大きな特徴は、AI の頭脳にあたる LLM を利用者側で選べることです。商用の AI コーディングサービスの多くは提供企業が用意したモデルに固定されますが、Continue.dev は接続先を自社で決められます。

つまり「AI 補完の使い勝手」と「どこにコードを送るか」を切り離して設計できるのが、他ツールとの決定的な違いです。次のセクションで、この構成が費用にどう効くかを見ます。

料金 — 拡張は¥0、費用は接続先で決まる

Continue.dev で発生しうる費用は、拡張本体ではなく「接続する LLM」の側にあります。拡張自体は完全に無料です。

月額費用の目安 (接続先別・編集部試算)
拡張本体 (OSS)
¥0
VS Code / JetBrains とも無料
ローカル Ollama 接続
¥0
自社 PC で完結、API 費なし
Claude Sonnet 従量 (中規模)
¥2,000
1 人が日常的に使う想定
GPT 上位モデル従量 (重め)
¥9,000
大量のコード生成を回す想定

料金の考え方を整理すると、次の 3 パターンに分かれます。

接続構成月額費用の目安コードの送信先向いている組織
ローカル Ollama¥0 (電気代・PC 性能のみ)端末内で完結機密性最優先の中小企業
クラウド LLM API従量 (1 人 月¥2,000 前後〜)各 LLM 提供企業精度優先・少人数チーム
自社ホスト基盤基盤運用費自社サーバー内情報システム部門がある企業

💡 編集部のヒント: まず 1 人がローカル Ollama 構成で試すと、追加費用¥0 で AI 補完の効果を測れます。効果が確認できてからクラウド LLM の従量プランに広げると、投資対効果 (ROI) を測りながら段階導入できます。上記金額はすべて編集部のシミュレーションで、実際の従量料金は利用量と各社レートで変動します。

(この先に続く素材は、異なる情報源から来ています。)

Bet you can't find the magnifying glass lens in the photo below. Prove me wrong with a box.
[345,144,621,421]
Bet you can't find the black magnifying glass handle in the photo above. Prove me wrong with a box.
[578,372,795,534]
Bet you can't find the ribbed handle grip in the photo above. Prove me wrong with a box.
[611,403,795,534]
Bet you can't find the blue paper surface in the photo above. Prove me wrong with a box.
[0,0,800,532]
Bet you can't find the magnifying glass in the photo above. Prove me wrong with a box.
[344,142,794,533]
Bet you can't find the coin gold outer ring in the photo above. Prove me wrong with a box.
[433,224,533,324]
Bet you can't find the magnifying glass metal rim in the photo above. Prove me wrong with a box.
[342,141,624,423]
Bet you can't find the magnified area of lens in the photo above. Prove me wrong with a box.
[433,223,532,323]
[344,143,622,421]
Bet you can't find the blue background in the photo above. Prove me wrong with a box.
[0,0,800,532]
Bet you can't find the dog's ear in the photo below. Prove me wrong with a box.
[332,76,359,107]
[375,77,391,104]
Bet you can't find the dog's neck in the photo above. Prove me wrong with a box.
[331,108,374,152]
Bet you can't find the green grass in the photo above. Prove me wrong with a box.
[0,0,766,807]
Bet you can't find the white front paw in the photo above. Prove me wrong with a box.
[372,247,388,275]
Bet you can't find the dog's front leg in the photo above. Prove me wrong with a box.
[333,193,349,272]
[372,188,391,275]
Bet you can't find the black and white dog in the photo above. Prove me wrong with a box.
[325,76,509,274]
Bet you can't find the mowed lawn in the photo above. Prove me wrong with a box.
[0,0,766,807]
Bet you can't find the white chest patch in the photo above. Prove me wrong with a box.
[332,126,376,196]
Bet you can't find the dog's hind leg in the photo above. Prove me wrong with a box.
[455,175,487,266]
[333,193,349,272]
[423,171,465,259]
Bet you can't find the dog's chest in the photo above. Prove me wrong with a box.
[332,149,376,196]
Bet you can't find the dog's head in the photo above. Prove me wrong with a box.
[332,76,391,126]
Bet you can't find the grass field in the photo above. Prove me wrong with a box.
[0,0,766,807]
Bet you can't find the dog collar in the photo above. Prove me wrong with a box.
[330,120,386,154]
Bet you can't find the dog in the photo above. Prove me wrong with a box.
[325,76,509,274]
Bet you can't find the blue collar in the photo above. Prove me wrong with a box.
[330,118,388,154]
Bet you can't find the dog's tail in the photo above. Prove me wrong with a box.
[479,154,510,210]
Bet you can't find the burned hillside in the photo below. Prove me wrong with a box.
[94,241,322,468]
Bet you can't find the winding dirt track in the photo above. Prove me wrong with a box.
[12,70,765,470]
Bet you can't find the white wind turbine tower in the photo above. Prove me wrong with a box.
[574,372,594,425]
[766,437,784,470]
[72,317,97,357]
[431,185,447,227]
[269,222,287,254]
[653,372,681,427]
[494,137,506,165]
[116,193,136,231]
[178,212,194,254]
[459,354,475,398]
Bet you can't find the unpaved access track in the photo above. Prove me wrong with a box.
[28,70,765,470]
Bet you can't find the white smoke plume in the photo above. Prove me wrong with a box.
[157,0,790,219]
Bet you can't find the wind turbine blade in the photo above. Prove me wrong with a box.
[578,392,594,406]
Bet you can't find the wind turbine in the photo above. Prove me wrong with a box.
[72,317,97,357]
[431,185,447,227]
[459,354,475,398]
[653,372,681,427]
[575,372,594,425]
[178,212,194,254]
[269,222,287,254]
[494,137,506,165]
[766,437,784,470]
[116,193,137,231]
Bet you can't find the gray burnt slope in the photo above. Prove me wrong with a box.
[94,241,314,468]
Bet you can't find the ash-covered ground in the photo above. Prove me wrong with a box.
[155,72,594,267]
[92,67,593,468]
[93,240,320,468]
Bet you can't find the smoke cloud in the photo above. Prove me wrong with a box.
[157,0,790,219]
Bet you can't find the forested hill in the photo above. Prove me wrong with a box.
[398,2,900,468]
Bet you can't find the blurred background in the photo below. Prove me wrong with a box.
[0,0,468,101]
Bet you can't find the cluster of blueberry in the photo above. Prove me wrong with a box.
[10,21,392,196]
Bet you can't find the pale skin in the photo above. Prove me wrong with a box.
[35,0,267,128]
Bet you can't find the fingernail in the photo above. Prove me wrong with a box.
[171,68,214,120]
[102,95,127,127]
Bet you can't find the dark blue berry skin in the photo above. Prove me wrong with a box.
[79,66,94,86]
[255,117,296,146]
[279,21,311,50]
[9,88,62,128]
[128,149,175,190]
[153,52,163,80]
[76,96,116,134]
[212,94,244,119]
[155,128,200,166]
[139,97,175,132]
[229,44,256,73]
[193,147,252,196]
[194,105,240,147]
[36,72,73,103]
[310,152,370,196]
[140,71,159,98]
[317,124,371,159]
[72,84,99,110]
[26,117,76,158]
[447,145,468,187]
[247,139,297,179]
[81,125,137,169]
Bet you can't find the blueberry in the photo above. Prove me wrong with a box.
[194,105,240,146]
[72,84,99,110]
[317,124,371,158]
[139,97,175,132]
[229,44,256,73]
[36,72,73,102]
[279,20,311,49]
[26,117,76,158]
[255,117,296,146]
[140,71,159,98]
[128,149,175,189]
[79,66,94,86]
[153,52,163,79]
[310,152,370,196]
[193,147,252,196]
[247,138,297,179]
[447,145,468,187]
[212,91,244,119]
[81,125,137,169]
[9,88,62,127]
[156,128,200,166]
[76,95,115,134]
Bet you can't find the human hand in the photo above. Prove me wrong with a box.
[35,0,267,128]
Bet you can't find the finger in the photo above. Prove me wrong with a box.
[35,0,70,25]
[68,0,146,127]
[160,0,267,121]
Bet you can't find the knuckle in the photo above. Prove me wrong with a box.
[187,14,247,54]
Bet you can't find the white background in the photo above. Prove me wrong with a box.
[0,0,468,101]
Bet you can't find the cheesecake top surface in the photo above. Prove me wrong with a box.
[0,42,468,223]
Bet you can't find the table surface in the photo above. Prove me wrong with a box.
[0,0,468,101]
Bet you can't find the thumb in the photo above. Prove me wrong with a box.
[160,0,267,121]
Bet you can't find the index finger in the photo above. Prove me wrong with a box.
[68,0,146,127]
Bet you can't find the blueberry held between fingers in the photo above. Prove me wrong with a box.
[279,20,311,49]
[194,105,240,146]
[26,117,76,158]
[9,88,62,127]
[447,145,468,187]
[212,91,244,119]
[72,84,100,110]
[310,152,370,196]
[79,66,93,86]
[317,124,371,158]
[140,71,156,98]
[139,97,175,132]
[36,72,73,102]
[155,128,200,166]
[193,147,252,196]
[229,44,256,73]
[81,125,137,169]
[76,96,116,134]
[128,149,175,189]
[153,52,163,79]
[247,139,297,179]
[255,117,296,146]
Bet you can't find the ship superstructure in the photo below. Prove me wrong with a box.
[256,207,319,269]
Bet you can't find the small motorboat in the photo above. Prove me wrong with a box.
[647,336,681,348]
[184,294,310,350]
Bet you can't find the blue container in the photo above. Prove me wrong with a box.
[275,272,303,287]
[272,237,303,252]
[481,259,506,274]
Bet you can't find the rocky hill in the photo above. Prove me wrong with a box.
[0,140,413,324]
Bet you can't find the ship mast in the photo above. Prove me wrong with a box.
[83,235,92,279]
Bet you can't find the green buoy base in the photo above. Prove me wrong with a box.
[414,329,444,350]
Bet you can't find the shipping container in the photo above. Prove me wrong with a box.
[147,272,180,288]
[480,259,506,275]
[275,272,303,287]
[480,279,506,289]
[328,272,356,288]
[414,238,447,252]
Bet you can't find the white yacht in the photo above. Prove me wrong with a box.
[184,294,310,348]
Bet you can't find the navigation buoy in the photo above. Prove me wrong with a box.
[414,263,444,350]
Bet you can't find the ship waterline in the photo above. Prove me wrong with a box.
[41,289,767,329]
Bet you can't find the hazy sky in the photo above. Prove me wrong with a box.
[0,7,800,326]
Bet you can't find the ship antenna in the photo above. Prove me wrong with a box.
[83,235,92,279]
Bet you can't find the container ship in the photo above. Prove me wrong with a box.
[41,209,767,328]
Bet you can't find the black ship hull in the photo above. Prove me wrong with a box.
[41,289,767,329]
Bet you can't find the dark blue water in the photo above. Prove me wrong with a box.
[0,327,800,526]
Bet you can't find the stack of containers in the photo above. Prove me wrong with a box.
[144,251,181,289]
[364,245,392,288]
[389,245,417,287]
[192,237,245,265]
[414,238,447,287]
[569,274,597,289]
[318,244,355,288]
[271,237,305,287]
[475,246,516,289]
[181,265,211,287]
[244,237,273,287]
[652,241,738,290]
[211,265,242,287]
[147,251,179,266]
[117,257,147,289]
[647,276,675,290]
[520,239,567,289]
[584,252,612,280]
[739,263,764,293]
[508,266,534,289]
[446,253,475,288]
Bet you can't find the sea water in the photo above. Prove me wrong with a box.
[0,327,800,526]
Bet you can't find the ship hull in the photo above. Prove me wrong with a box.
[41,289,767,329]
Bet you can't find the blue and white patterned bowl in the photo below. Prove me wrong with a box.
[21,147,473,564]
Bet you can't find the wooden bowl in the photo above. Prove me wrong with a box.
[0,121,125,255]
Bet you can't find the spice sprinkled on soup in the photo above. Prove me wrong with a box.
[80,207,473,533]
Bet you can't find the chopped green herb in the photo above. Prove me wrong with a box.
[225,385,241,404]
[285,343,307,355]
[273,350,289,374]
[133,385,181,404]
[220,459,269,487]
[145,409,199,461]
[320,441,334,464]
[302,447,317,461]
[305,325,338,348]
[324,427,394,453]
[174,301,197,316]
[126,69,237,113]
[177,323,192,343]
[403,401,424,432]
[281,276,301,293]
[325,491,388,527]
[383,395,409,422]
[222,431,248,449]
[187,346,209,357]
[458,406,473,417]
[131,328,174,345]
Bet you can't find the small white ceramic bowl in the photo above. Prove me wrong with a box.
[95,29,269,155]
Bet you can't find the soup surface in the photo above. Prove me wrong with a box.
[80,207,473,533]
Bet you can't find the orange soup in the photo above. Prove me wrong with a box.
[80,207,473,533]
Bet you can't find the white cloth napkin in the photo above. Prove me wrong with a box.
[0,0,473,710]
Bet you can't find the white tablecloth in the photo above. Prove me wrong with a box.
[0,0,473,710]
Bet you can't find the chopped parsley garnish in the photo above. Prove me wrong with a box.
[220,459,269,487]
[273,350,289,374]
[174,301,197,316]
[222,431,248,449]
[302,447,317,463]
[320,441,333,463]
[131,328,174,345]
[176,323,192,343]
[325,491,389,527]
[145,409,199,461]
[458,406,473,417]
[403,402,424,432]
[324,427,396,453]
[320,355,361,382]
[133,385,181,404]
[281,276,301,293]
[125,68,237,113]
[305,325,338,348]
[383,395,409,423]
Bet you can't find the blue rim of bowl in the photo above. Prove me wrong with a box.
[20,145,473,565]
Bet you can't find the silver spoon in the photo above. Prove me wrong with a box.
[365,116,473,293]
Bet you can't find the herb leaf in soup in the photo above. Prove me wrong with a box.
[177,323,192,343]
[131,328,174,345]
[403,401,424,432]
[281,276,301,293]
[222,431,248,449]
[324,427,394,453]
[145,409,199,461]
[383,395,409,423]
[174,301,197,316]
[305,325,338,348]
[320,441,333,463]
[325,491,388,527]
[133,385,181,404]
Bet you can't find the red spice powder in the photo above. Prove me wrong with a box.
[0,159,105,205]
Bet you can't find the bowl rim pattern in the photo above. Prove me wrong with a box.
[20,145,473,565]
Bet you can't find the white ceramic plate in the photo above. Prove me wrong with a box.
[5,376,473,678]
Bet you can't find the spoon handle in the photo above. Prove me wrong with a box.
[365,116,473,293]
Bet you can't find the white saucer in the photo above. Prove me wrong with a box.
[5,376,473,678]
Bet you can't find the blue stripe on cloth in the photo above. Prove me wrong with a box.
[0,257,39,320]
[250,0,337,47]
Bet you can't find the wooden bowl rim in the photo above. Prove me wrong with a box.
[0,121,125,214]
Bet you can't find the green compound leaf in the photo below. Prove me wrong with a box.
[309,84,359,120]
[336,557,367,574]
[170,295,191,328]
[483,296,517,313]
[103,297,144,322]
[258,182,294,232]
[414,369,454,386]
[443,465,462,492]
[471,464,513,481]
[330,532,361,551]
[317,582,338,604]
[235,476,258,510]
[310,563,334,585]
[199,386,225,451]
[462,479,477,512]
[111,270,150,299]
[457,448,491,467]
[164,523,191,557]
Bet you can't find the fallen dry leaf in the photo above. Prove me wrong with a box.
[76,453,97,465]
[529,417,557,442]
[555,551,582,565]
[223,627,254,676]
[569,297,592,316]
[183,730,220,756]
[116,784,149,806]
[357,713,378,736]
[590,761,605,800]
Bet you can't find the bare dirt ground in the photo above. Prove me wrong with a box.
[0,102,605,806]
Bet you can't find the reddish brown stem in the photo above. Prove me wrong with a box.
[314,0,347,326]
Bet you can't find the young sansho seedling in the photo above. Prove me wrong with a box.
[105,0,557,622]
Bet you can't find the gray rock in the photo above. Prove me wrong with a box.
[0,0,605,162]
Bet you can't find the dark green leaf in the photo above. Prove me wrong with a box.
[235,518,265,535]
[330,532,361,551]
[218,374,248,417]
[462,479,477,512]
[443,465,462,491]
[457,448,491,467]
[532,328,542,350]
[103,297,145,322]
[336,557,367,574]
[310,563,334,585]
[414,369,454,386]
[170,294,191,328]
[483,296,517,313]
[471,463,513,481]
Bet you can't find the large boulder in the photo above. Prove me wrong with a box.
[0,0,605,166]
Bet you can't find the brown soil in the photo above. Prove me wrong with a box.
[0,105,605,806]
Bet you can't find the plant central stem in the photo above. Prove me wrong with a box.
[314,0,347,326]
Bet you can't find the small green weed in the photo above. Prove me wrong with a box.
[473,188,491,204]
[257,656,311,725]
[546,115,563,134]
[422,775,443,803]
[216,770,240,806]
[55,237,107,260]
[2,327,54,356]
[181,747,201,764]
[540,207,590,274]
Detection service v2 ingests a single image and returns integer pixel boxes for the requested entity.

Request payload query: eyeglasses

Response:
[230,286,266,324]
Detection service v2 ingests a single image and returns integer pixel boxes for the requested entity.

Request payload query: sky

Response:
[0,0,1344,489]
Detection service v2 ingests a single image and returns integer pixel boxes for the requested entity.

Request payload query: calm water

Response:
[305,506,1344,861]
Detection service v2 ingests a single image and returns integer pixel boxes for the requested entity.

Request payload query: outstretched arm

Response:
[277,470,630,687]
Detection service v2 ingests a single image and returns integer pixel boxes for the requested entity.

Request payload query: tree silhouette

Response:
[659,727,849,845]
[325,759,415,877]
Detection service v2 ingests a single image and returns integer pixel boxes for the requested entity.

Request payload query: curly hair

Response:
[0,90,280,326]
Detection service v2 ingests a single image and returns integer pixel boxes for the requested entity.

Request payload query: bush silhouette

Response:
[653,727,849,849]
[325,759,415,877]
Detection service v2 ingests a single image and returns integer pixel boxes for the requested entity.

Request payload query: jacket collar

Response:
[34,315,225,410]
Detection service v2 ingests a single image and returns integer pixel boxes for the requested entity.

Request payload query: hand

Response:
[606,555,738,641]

商用の AI エディタと迷う場合は、GUI 完結型の Cursor Composer の検証記事 と読み比べると、費用構造の違いが明確になります。

自社 LLM に接続する設定手順

ここでは最も費用を抑えられる「ローカル Ollama にコード補完を任せる」構成を例に、導入の流れを示します。エディタは VS Code を想定します。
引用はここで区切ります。